Looking ahead, the miner noted the while concerns around the stability of the Eurozone and the decline in economic activity that accompanied the slow-down of Chinese growth had led to significant market volatility in the 2012 financial year, the company remained positive on the long-term view.
“Our positive longer-term view is unchanged as urbanization and industrialisation across the developing world is expected to remain the primary driver of global economic growth. While the rate of expansion within China has adjusted to a more sustainable level as its economy has matured, economic growth in this decade is expected to rise substantially in absolute terms, given the higher starting base,” the miner said.

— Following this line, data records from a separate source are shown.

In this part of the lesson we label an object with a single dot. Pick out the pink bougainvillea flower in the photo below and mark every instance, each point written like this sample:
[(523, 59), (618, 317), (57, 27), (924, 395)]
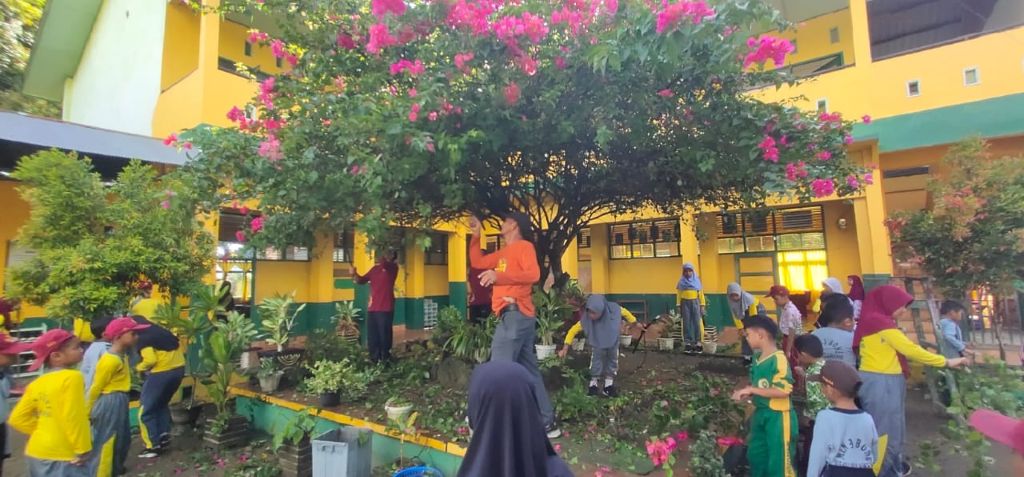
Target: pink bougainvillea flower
[(511, 93), (256, 224), (822, 187), (380, 38), (255, 36), (278, 48), (383, 7), (851, 180), (673, 13), (461, 59), (767, 47), (346, 41)]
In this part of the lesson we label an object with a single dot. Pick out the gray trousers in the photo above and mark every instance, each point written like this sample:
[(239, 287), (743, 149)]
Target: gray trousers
[(884, 397), (603, 362), (111, 435), (690, 309), (40, 468), (513, 341)]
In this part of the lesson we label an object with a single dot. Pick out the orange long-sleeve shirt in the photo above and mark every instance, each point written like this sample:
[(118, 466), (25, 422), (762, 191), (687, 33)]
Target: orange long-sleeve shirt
[(517, 271)]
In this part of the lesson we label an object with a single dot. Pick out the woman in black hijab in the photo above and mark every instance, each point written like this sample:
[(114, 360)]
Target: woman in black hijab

As far as commodity prices were concerned, the mining major said that it expected volatility to persist as temporary weakness in the manufacturing and construction sectors were expected to weigh on market sentiment.
However, in the medium term, the miner expected supportive economic policy and a broad growth bias, particularly in China, to lead to measured improvements in the external environment, beginning in the first half of the 2013 financial year.
“For specific commodities, the industry will find it difficult to develop new supply quickly enough to satisfy the expected increase in demand. This is particularly the case for industries where barriers to entry are high or where the global resource endowment is in decline.
“We believe that our strategy of being a low-cost, upstream, diversified natural resource company will provide more opportunities to create long-term shareholder value as commodity demand patterns evolve with economic development.”